The ongoing work on the "Time Sensitive Networks" (TSN) standard (within the IEEE 802.1 working group) is creating the basis for future field networks and will guarantee that wired networks possess the necessary real-time capabilities. TSN will be the first standardized IEEE method to enable real-time communication that challenges the boundaries of technical feasibility. The combination of Time Aware Scheduling, interruption of non-time-critical frames in favor of real-time traffic (Frame Preemption) and Cut-Through Switching permits the shortest possible runtimes with precisely calculable upper limits. 

Field devices will be equipped with efficient low-power multi-core processors, with data processing, communication protocols and LAN and WLAN interfaces running on a system-on-chip. This high level of integration onto single modules will also slash costs for efficient communication connections. 

Back-end systems, including control functions, will be distributed over computers in a server pool. As is already the case in large data centers today, the servers will be connected together via high-speed networks made up of so-called Ethernet Fabrics, ensuring the shortest runtimes, best-possible performance and loss-free transmission. Some of the technologies necessary for this are being defined by IEEE 802.1 in the Data Center Bridging working groups. These server pools will have fast data connections of 10, 40 or even 100 Gigabit/s to field-level devices, so eliminating any possible bottlenecks. On top of this, intelligent traffic control systems will ensure that priority data always arrives at its destination in good time. 

All communication systems will be automatically monitored on a continuous basis. This observation of the actual application will allow rules to be derived defining who is permitted to communicate with whom, and with what parameters. These rules will then be automatically implemented on switches and routers to ensure that the necessary service level is provided. The same mechanisms will be employed to guarantee data security and access control, permitting communication only between authorized participants.

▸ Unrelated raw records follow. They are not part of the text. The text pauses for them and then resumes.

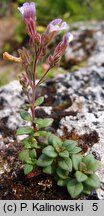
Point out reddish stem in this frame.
[36,67,52,88]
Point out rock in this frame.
[0,23,104,199]
[64,22,104,69]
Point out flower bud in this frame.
[3,52,23,64]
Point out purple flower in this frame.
[18,2,36,38]
[18,2,36,20]
[42,19,69,45]
[63,32,73,46]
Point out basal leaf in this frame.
[83,154,100,172]
[85,174,100,188]
[72,154,82,170]
[22,136,37,148]
[42,145,57,158]
[57,178,70,187]
[75,171,88,182]
[16,127,33,136]
[58,158,72,172]
[83,184,92,195]
[56,167,69,179]
[59,150,69,158]
[23,164,33,175]
[35,96,44,106]
[19,149,29,161]
[29,149,37,159]
[37,154,53,167]
[20,110,32,121]
[43,165,55,174]
[67,179,83,199]
[63,140,77,151]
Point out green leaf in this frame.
[56,167,69,179]
[19,149,29,161]
[83,154,100,172]
[75,171,88,182]
[72,154,82,170]
[16,127,33,136]
[58,158,72,172]
[69,146,82,154]
[79,161,88,173]
[67,179,83,199]
[43,166,55,174]
[29,149,37,159]
[48,134,62,152]
[35,118,53,128]
[63,140,77,151]
[42,145,57,158]
[37,154,53,167]
[57,178,70,187]
[34,130,51,137]
[35,96,44,106]
[23,164,33,175]
[20,110,32,121]
[83,184,92,195]
[59,150,69,158]
[85,174,100,188]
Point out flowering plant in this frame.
[3,2,100,198]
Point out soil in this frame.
[0,106,98,200]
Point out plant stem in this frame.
[36,67,52,88]
[31,55,38,129]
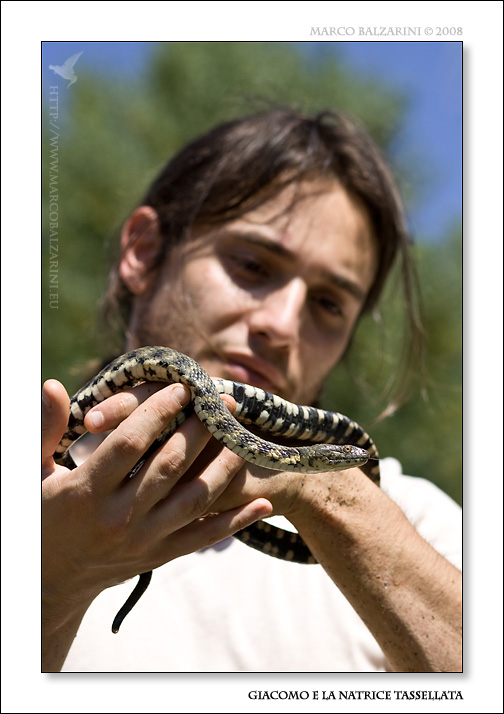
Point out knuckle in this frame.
[156,443,186,478]
[182,480,213,520]
[116,430,148,456]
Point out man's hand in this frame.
[42,380,272,671]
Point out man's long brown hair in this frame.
[105,109,422,414]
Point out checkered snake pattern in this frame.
[54,347,380,632]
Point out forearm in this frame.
[289,470,461,672]
[42,597,93,672]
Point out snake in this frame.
[54,346,380,633]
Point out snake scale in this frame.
[54,347,380,632]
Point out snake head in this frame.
[309,444,370,472]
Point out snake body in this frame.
[54,347,380,632]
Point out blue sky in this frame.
[42,42,462,241]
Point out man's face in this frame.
[128,183,377,404]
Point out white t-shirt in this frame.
[62,459,462,672]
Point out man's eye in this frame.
[314,296,343,317]
[231,256,268,279]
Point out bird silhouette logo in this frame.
[49,52,82,89]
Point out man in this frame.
[43,111,461,672]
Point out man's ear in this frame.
[119,206,162,295]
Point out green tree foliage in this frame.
[42,42,460,498]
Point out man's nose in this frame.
[249,278,306,347]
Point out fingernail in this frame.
[88,410,105,429]
[42,389,52,409]
[173,384,190,407]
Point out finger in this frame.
[42,379,70,468]
[123,404,228,508]
[148,447,248,533]
[153,498,273,567]
[84,382,167,434]
[86,384,190,492]
[84,382,236,434]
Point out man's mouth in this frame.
[223,352,286,395]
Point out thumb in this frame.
[42,379,70,468]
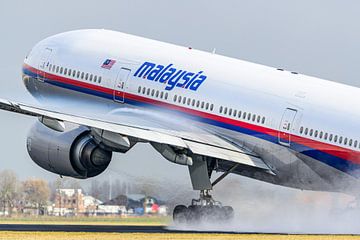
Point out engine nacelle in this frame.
[27,122,112,179]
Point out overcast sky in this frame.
[0,0,360,183]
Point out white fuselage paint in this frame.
[24,30,360,194]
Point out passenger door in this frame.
[113,68,131,103]
[278,108,297,146]
[37,48,52,81]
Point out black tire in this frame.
[173,205,189,224]
[187,205,201,223]
[223,206,235,221]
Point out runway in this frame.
[0,224,244,234]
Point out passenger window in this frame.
[243,112,246,119]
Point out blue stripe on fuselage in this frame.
[23,68,360,177]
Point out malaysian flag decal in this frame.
[101,59,116,70]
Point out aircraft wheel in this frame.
[173,205,189,224]
[223,206,235,221]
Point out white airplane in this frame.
[0,30,360,221]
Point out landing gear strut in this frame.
[173,190,234,224]
[173,156,239,224]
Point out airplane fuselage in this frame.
[23,30,360,194]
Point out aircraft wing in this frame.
[0,99,271,172]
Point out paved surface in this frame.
[0,224,243,234]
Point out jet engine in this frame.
[27,122,112,179]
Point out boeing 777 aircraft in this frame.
[0,30,360,222]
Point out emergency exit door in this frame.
[279,108,297,146]
[113,68,131,103]
[36,48,52,81]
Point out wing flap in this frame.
[0,99,270,170]
[185,140,270,170]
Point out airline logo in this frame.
[134,62,207,91]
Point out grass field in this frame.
[0,216,171,226]
[0,232,360,240]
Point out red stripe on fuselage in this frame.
[24,64,360,164]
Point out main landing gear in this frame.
[173,190,234,224]
[173,157,239,224]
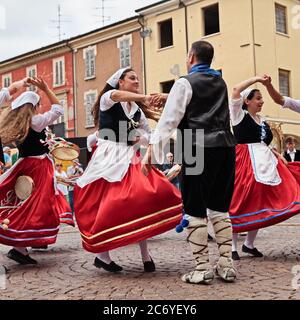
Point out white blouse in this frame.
[0,88,11,107]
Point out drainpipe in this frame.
[138,16,147,94]
[251,0,257,76]
[179,0,190,54]
[67,42,78,137]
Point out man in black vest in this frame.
[142,41,236,284]
[283,137,300,162]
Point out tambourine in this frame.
[50,141,80,161]
[15,176,34,201]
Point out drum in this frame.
[15,176,34,201]
[50,141,80,161]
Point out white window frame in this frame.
[83,46,97,80]
[53,56,66,88]
[53,96,69,131]
[84,90,98,129]
[117,34,132,68]
[275,2,288,35]
[26,64,37,92]
[278,69,291,96]
[2,73,12,88]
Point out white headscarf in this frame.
[11,91,40,110]
[106,67,130,88]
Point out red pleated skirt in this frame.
[0,158,71,247]
[287,161,300,185]
[229,145,300,233]
[74,163,182,253]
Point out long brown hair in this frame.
[0,103,36,145]
[92,68,161,129]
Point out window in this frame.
[2,73,12,88]
[279,69,290,97]
[83,46,97,80]
[202,3,220,36]
[160,80,175,93]
[158,19,173,48]
[53,57,65,87]
[275,3,287,34]
[26,65,37,91]
[84,90,98,128]
[117,35,132,68]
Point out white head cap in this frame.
[106,67,130,88]
[241,88,254,101]
[11,91,40,110]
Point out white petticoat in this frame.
[248,142,281,186]
[77,139,135,188]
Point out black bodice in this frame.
[18,128,49,158]
[99,102,141,145]
[233,112,273,145]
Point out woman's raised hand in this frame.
[27,77,49,91]
[150,93,168,109]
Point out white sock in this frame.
[14,247,28,256]
[97,251,112,264]
[232,233,239,251]
[244,230,258,249]
[139,240,151,262]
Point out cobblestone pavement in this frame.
[0,217,300,300]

On top of all this, there will be a Wide Area Network connecting together the geographically separate locations and the entire supply chain. As well as making Service Level Agreements possible, future extensions to the Internet will secure the required real-time capabilities on a worldwide scale and guarantee the availability of all critical data. 

This will all be based on open standards as the only strategy for ensuring interoperable, affordable and end-to-end components for Industry 4.0. What this also means, however, is that systems, plants and components will be more vulnerable and open to attack. The best possible data security is therefore an absolute prerequisite. If we are not successful in ensuring access protection and implementing robustness against incorrect handling and malicious attacks, then Industry 4.0 is destined to fail. We will need better methods of ensuring the confidentiality, availability and integrity of data. Authentication, encryption, access control and detection of unauthorized actions must all be improved to ensure reliable operations.

The communication infrastructure forms the backbone of all smart factory concepts. Ensuring its secure and reliable operation is therefore the prerequisite for successful realization of the Industry 4.0 vision. Considerable effort will still be needed before some of the required systems are defined and developed. Many of these activities are already ongoing, and in some parts existing solutions from other areas can be adopted and applied to industry applications.